Eine Kehrtwende einer Bank
Der Grund für diesen plötzlichen Kurssprung der Intel-Aktie ist eine regelrechte Kehrtwende bei einem der einflussreichsten Analysehäuser der Wall Street. Die Bank of America hat die Intel-Aktie am Donnerstagmorgen mit extrem optimistischen Analyse überrascht.
Anstatt die Einstufung wie gewöhnlich schrittweise anzuheben, vollzogen die Analysten ein seltenes „Double Upgrade“ – sie stuften die Aktie direkt von „Underperform“ auf „Buy“ hoch. Gleichzeitig schraubte die BofA das Kursziel drastisch nach oben — von zuvor 96 US-Dollar auf nun 135 US-Dollar. Damit sehen die BofA-Analysten ein weiteres Upside von ca. 13 Prozent für die Intel-Aktie.
Drei Argumente
Die Analysten führen für ihr Rating-Upgrade drei konkrete fundamentale Argumente an:
Erstens: Die Bank of America sieht eine massive Sonderkonjunktur für klassische Server-Prozessoren voraus, die durch den Wandel im Bereich der Künstlichen Intelligenz hin zu autonomen KI-Agenten ausgelöst wird. Sie prognostizieren, dass der globale Markt für Server-CPUs dadurch bis 2030 auf gigantische 170 Milliarden Dollar anschwellen wird. Für Intel schätzen sie die Server-Umsätze bis 2030 nun auf über 40 Milliarden Dollar.

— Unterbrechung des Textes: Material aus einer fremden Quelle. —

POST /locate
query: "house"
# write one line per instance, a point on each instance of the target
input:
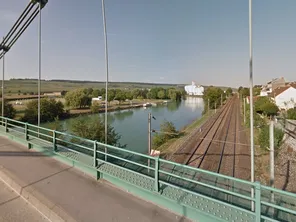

Zweitens: Aufgrund der verbesserten Aussichten im Server- und Foundry-Geschäft (Intels Auftragsfertigung für andere Chipdesigner) prognostiziert die BofA, dass Intels Gewinnkraft bis zum Jahr 2030 auf über sechs US-Dollar pro Aktie steigen könnte – zuvor lag die Schätzung der Bank bei lediglich drei bis vier Dollar.
Und drittens: Der BofA-Bericht deutet an, dass Intel kurz vor signifikanten Durchbrüchen bei externen Kunden für seine modernsten Chip-Fertigungsprozesse und fortschrittlichen Packaging-Technologien steht. Konkret genannt werden mögliche zukünftige Kooperationen im Bereich von Apples M-Plattformen sowie MediaTek-Chips.